Pour rajouter une anecdote à une aventure qui n’en manque pas, il faut encore savoir que l’expérience suisse n’était initialement pas prévue sur Apollo 11. «Les astronautes avaient une boîte à outils. Peu avant le lancement, la NASA a décidé de ne pas y inclure le marteau qu’elle contenait, prévu pour des expériences de géologie. Une place s’est donc libérée et il a été décidé d’embarquer une expérience supplémentaire, pour autant qu’elle ne prenne pas plus de place que le marteau. Simplissime à déployer et n’ayant pas besoin d’électricité, le collecteur était l’instrument tout indiqué», sourit l’astrophysicien Willy Benz, actuel directeur de l’Institut de physique de l’Université de Berne. Comme quoi, les avancées scientifiques tiennent parfois à peu de chose.


Souvenir

«L’espace était un rêve pratiquement impossible»

Le 20 juillet 1969, Claude Nicollier, 24 ans à l’époque, s’en souvient comme si c’était hier. «J’étais en convalescence après un accident de la route assez grave survenu à Pâques 1969. J’étais un peu inquiet en pensant à l’avenir, en particulier pour ma carrière de pilote militaire, mais j’ai suivi l’alunissage chez ma tante, à La Tour-de-Peilz. On a suivi l’aventure toute la nuit devant une télé en noir et en blanc, c’était absolument magique, s’enthousiasme le premier – et à ce jour le seul – Suisse à être allé dans l’espace. On avait presque du mal à y croire.»

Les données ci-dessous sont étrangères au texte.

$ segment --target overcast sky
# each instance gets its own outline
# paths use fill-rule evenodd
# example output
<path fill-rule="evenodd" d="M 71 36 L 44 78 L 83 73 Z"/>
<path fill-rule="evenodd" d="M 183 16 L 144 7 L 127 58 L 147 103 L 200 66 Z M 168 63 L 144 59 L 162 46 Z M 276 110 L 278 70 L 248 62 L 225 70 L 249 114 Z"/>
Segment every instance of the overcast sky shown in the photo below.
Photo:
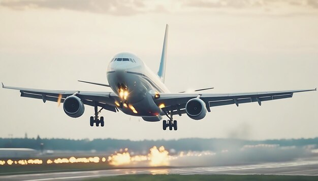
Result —
<path fill-rule="evenodd" d="M 172 92 L 213 86 L 228 93 L 318 86 L 318 1 L 0 1 L 0 81 L 34 88 L 110 91 L 111 58 L 129 51 L 157 71 L 169 24 L 166 84 Z M 211 108 L 201 120 L 176 116 L 177 131 L 93 109 L 68 116 L 56 103 L 0 88 L 0 137 L 251 140 L 318 137 L 318 92 Z M 140 120 L 140 121 L 139 121 Z"/>

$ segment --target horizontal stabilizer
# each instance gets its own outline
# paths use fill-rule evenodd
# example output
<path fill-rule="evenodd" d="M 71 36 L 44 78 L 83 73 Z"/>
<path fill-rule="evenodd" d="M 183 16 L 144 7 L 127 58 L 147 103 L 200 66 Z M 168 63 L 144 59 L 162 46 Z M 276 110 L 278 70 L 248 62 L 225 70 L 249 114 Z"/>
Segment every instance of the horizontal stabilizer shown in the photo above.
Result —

Claude Nicollier est allé quatre fois dans l'espace. Image: CHANTAL DERVEY

Soulignant la formidable source d’inspiration qu’a constituée l’aventure du programme Apollo, Claude Nicollier, qui n’avait alors pas encore décroché son diplôme d’astrophysique, confie qu’il osait à l’époque à peine songer à l’espace. «C’était un rêve, mais un rêve pratiquement impossible, car la Lune et l’espace étaient une affaire entre Américains et Soviétiques (voir la galerie ci-dessous). Il n’y avait pas de place pour un Suisse. Pour les autres, la possibilité d’aller dans l’espace est tombée quelques années plus tard, lorsque les Américains ont invité l’Agence spatiale européenne à participer. Je me suis tout de suite dit: «Voilà quelque chose que j’aimerais faire!»

La course à la Lune

Sélectionné dans le premier groupe d’astronautes de l’ESA en 1978, le Vaudois sera formé au maniement de la navette spatiale américaine, qui l’enverra dans l’espace pas moins de quatre fois, entre 1992 et 1999. Une période durant laquelle Claude Nicollier croisera la route de quelques marcheurs lunaires, dont Neil Armstrong. «Je l’ai rencontré à plusieurs reprises. Son immense modestie m’a beaucoup marqué. Dans tous les programmes spatiaux mais aussi dans les plus grandes aventures humaines, les plus grands héros sont des gens humbles, modestes. Ceux qui se montrent trop ne sont pas forcément les plus grands.»